Instruction-Tuned MLLMs Align Closer to Human Brain Activity Than Unimodal Models
IT-MLLMs predict fMRI responses 9% better than ICL models during movie watching.
A new study on arXiv (2506.08277) by Oota et al. probes how instruction-tuned multimodal large language models (IT-MLLMs) align with human brain activity. Using fMRI recordings from participants watching naturalistic movie clips (video with audio), the team extracted representations from six video and two audio IT-MLLMs under 13 task instructions. They compared brain alignment — how well model representations predict voxel-wise fMRI responses — against several baselines: in-context learning (ICL) multimodal models, non-instruction-tuned multimodal models, and unimodal models (text-only or vision-only).
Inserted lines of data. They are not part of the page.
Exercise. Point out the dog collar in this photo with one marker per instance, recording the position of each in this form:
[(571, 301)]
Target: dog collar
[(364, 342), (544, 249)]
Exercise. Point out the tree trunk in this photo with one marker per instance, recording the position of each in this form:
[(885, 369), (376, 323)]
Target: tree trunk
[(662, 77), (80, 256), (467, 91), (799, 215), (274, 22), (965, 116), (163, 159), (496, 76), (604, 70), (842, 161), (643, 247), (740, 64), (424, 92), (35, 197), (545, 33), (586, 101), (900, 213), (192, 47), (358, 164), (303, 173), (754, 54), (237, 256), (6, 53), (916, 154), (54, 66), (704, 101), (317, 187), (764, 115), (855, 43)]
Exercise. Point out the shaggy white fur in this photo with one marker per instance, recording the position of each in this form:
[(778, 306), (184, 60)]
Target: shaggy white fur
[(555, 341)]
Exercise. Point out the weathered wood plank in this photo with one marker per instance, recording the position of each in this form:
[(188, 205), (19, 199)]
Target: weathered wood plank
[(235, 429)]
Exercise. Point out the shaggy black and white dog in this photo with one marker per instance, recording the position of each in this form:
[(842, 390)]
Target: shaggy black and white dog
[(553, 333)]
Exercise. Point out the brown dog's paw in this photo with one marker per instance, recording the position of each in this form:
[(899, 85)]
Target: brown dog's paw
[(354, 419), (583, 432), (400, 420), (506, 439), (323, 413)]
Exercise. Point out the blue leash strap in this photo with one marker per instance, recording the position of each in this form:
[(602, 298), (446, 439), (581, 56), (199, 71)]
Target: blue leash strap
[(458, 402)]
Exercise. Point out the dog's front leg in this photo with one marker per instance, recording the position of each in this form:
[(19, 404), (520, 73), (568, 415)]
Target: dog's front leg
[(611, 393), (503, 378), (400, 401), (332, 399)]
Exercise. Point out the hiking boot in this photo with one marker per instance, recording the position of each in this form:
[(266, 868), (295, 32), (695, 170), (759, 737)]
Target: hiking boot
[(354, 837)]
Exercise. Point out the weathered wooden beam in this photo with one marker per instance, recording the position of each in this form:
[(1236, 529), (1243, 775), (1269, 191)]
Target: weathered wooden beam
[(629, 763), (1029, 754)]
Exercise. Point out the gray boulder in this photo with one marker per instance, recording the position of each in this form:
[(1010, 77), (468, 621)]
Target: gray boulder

The results show a clear hierarchy: IT-MLLMs achieved the highest brain alignment — ~9% better than ICL models, ~15% better than non-tuned multimodal, and ~20% better than unimodal baselines. Interestingly, ICL models exhibited strong semantic organization (Pearson r=0.78 with instruction-text embeddings), while IT models showed weak coupling to instruction semantics (r=0.14). This dissociation suggests that instruction tuning creates task-conditioned subspaces in the model's representational space, which align more closely with how the brain processes naturalistic stimuli. The findings open new avenues for mapping joint information processing between AI and biological neural systems.
- IT-MLLMs achieved 9% higher brain alignment than ICL models and 20% higher than unimodal baselines.
- ICL models show strong semantic organization (r=0.78) while IT models show weak coupling to instruction semantics (r=0.14).
- Task-specific instructions create distinct neural representations across brain regions, enabling more biologically aligned AI.
Why It Matters
This research reveals how instruction-tuned models mirror brain function, guiding the development of more biologically plausible AI systems.